On Feb. 14, NM LEG passed bill to increase price transparency in drugs
NM LEG passed HB 33 Prescription Drug Price Transparency Act requiring prescription drug manufacturers, pharmacy services, insurers to report price trends to NM INS.
Prescription Drug Report
New sections of NM Insurance Code to provide relevant definitions and requires annual data submission to NM INS of drugs with wholesale price of $400 for 30-day supply.
Report due May 1, 2025, annually thereafter, in a form prescribed by superintendent.
Such drugs must be a brand name drug whose price has increased by 10% or more or a brand name drug whose wholesale cost has increased by 16% or more over 2 years.
Mandatory reporting also includes a generic drug or biosimilar product that has increased in wholesale acquisition price by 30% or more in the previous calendar year.

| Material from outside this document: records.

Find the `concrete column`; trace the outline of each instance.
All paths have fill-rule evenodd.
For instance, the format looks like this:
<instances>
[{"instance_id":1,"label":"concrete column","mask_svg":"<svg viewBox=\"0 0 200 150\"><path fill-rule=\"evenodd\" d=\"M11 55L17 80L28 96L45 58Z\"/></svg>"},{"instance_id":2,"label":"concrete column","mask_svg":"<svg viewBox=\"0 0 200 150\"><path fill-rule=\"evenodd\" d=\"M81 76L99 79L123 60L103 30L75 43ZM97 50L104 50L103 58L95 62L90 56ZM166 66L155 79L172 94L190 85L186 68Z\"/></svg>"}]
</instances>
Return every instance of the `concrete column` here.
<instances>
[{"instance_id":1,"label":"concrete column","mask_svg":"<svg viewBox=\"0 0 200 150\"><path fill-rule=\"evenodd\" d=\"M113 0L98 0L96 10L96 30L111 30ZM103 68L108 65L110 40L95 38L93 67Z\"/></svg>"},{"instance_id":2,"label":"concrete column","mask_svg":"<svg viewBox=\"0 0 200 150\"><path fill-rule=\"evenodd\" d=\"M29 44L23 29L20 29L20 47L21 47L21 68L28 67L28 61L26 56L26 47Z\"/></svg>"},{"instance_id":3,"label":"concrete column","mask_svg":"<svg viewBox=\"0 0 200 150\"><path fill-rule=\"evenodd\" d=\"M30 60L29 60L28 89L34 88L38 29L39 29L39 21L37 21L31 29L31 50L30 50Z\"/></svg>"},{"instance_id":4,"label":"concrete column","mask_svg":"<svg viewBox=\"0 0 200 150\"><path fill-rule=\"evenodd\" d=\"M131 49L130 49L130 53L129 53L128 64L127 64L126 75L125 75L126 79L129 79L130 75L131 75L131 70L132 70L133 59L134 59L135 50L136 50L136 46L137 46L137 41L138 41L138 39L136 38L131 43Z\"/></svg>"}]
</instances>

For each such drug report must include, e.g., introductory wholesale price at time of approval, annual increase over previous 5 years, direct costs of drug, total revenue.
When a new brand name drug has a price higher than Medicare specialty tier threshold manufacturer must report name of the drug to NM INS within 3 days of introduction.
When a new generic or biosimilar has a price higher than Medicare specialty tier threshold and not at least 15% lower than brand name, must report within 3 days.
Must also report any drug that is increasing to the Medicare specialty tier, must also report to NM INS by the date of the price increase with data on price change.
Data in the annual prescription drug manufacturers’ reports shall be kept confidential.
Pharmacy Services and Authorized Insurer Reports
By May 1, 2025, and annually thereafter, each pharmacy services administrative organization and authorized health insurer must report on products to NM INS.
Must include the 25 most frequently dispensed products, 25 most costly products by total annual spending, 25 products with the highest increase in total annual spending.
Insurer must also report on the evaluation of the effect that the cost of prescription drugs products has on health care premiums; data in reports will be kept confidential.
Pharmacy Benefit Reports
By May 1, 2025, and annually thereafter, each pharmacy benefits manager (PBM) report must include aggregate rebates and fees collected from manufacturers.
Aggregated dollar amount of rebates and fees that were passed on to authorized health insurers and consumers at the point of sale, or retained by the manager.
Reports may not disclose identities of insurers or consumers, the price charged for a specific product/class/products or amount of any rebate or fee for specific products.
NM INS Annual Report
By Dec. 2025, and annually thereafter, NM INS must report to legislature on pricing data including pricing trending, and populations most affected by high prices.
Additionally, must include recommendations for further action or needed legislation.
Enforcement
Parties subject to this statute may be subject to a penalty for failing to timely submit data or providing inaccurate or incomplete information or data in a report.
NM INS may audit parties subject to this statute in an approved form and manner.
Legislative History
On Jan. 1, 2024, bill was introduced in House; on Feb. 7, 2024, bill passed House.
On Feb. 8, 2024, bill was introduced in Senate; on Feb. 14, 2024, bill passed Senate.
Effectiveness
Upon approval by the governor, HB 33 provisions shall be effective on Jan. 1, 2025.
Mar. 2024 NM LEG Governor Approval
On Mar. 1, 2024, NM LEG reported HB 33 signed by governor, designated as Chap 33.